PLoS One. 2022 Nov 3;17(11):e0277061. doi: 10.1371/journal.pone.0277061. eCollection 2022.
Ursolic acid (UA), a natural pentacyclic triterpenoid obtained from fruit and several traditional Chinese medicinal plants, exhibits anti-inflammatory and hypoglycemic properties. However, its protective effects against type 1 diabetes mellitus (T1DM) have not been explored. In this study, streptozotocin-induced T1DM rat models were established and treated with UA for six weeks. T1DM rats treated with UA were used to observe the effects of UA on body weight and fasting blood glucose (FBG) levels. Pathological changes in the pancreas were observed using immunohistochemical staining. The gut microbiota distribution was measured using 16S rDNA high-throughput sequencing. The proportions of Th17 and Treg cells were examined using flow cytometry. Protein and mRNA expression of molecules involved in Th17/Treg cell differentiation were assessed by quantitative real-time PCR and western blotting. The correlation between gut microbiota and Th17/Treg cell differentiation in T1DM was analyzed using redundancy analysis (RDA) analysis. Compared with the model group, FBG levels declined, and the progressive destruction of pancreatic β cells was alleviated. The diversity and uniformity of gut microbiota in T1DM rats treated with UA increased significantly. Interestingly, the Th17/Treg cell differentiation imbalance was corrected and positively correlated with the expression of Foxp3 and IL-10, and negatively correlated with the expression of RORγt, IL-17A, and TNF-α. These findings suggest that UA can lower FBG levels in T1DM rats, delay the progressive destruction of pancreatic β-cells, and modulate gut microbiota homeostasis and immune function in streptozotocin-induced T1DM rats.

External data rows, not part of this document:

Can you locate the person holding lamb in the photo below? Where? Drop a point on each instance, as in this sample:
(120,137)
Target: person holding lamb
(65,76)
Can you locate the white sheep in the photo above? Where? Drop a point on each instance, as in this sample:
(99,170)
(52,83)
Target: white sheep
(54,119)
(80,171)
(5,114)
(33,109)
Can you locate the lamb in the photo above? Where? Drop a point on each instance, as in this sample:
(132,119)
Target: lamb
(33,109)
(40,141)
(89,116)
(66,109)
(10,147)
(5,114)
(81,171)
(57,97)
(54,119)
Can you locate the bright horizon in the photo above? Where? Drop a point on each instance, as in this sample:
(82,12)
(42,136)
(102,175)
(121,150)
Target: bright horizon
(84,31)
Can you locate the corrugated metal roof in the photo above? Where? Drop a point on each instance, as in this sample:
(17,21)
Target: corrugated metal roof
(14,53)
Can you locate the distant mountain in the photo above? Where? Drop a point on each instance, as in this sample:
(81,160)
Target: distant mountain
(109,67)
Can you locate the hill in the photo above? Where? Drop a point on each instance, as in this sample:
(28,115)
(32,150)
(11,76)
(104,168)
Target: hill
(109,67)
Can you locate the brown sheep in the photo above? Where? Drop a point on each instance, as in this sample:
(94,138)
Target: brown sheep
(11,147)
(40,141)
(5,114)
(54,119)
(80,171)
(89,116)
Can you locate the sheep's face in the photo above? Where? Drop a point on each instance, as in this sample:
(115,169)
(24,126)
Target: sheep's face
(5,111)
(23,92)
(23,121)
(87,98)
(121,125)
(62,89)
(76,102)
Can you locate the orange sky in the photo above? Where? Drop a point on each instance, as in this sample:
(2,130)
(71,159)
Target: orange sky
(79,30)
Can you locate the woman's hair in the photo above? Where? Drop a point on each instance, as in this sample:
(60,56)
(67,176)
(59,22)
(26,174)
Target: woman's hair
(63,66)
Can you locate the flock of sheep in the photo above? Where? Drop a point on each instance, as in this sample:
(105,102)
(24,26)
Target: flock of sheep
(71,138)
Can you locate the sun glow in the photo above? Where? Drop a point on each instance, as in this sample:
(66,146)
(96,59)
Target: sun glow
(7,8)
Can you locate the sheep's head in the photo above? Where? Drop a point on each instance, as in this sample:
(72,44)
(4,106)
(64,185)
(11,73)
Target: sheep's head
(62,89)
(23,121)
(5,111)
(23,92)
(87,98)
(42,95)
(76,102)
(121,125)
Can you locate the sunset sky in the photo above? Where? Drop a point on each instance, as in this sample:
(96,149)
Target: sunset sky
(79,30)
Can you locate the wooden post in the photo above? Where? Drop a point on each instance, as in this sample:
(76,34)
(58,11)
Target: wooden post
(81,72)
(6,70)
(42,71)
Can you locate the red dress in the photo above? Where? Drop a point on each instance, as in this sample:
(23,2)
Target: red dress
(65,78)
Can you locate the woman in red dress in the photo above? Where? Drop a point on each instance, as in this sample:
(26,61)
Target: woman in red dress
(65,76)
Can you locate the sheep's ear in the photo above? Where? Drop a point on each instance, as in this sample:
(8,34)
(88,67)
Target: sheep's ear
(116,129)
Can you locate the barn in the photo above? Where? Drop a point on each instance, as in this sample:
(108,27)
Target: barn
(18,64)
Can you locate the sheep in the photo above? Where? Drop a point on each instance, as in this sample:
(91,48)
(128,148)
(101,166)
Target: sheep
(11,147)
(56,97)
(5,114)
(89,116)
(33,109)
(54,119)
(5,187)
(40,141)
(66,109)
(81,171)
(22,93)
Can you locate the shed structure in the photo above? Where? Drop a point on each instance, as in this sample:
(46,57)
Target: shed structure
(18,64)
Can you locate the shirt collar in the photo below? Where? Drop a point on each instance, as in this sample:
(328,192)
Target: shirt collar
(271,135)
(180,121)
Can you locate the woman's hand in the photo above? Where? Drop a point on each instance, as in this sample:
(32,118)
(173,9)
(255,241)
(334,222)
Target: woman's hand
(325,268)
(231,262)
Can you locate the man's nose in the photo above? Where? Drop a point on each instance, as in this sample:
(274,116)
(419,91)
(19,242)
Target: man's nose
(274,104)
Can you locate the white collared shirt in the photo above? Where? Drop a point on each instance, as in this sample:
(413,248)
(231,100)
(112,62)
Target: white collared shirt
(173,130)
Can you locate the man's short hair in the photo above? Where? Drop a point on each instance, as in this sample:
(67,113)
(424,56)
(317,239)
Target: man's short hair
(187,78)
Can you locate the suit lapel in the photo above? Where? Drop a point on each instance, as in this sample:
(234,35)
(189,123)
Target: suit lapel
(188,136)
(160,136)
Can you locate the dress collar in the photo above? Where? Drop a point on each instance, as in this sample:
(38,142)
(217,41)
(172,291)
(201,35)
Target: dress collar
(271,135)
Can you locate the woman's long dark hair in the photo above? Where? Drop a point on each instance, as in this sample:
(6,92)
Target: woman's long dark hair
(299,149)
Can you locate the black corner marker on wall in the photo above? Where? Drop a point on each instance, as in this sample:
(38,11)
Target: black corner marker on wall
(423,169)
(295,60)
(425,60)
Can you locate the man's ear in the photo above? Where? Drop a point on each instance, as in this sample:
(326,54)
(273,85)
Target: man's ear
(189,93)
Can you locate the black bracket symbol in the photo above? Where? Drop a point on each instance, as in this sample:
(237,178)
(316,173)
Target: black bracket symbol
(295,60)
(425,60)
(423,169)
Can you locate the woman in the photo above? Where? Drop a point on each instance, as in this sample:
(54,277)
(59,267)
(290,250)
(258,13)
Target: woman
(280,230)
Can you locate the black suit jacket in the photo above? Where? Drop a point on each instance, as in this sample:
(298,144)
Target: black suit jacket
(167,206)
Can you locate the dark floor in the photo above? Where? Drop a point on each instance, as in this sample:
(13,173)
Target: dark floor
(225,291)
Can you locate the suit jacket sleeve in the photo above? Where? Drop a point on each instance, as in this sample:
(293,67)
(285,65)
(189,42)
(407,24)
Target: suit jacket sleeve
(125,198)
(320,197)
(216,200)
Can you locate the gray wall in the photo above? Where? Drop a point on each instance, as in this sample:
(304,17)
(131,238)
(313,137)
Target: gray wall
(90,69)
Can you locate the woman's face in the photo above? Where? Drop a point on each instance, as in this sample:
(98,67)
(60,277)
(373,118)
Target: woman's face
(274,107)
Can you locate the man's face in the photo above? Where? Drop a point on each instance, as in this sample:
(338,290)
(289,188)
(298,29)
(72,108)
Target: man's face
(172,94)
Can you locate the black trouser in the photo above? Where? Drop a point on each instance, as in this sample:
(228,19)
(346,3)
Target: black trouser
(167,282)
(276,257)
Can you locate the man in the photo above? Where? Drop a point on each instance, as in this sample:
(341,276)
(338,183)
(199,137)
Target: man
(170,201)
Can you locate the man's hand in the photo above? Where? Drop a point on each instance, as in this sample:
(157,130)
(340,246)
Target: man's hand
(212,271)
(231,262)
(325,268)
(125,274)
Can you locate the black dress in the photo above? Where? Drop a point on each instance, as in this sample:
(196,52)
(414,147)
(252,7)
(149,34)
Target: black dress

熊果酸(UA)是一种从水果和几种传统中药植物中获得的天然五环三萜,具有抗炎和降血糖作用。然而,其对 1 型糖尿病(T1DM)的保护作用尚未得到探索。在本研究中,建立了链脲佐菌素诱导的 T1DM 大鼠模型,并使用 UA 治疗 6 周。使用 UA 治疗的 T1DM 大鼠用于观察 UA 对体重和空腹血糖(FBG)水平的影响。使用免疫组织化学染色观察胰腺的病理变化。使用 16S rDNA 高通量测序测量肠道微生物群落的分布。使用流式细胞术检查 Th17 和 Treg 细胞的比例。通过定量实时 PCR 和 Western blot 评估参与 Th17/Treg 细胞分化的分子的蛋白和 mRNA 表达。使用冗余分析(RDA)分析 T1DM 中肠道微生物群与 Th17/Treg 细胞分化之间的相关性。与模型组相比,FBG 水平下降,胰腺β细胞的进行性破坏得到缓解。UA 治疗的 T1DM 大鼠肠道微生物群落的多样性和均匀性显著增加。有趣的是,Th17/Treg 细胞分化失衡得到纠正,并与 Foxp3 和 IL-10 的表达呈正相关,与 RORγt、IL-17A 和 TNF-α 的表达呈负相关。这些发现表明,UA 可降低 T1DM 大鼠的 FBG 水平,延缓胰腺β细胞的进行性破坏,并调节链脲佐菌素诱导的 T1DM 大鼠肠道微生物群稳态和免疫功能。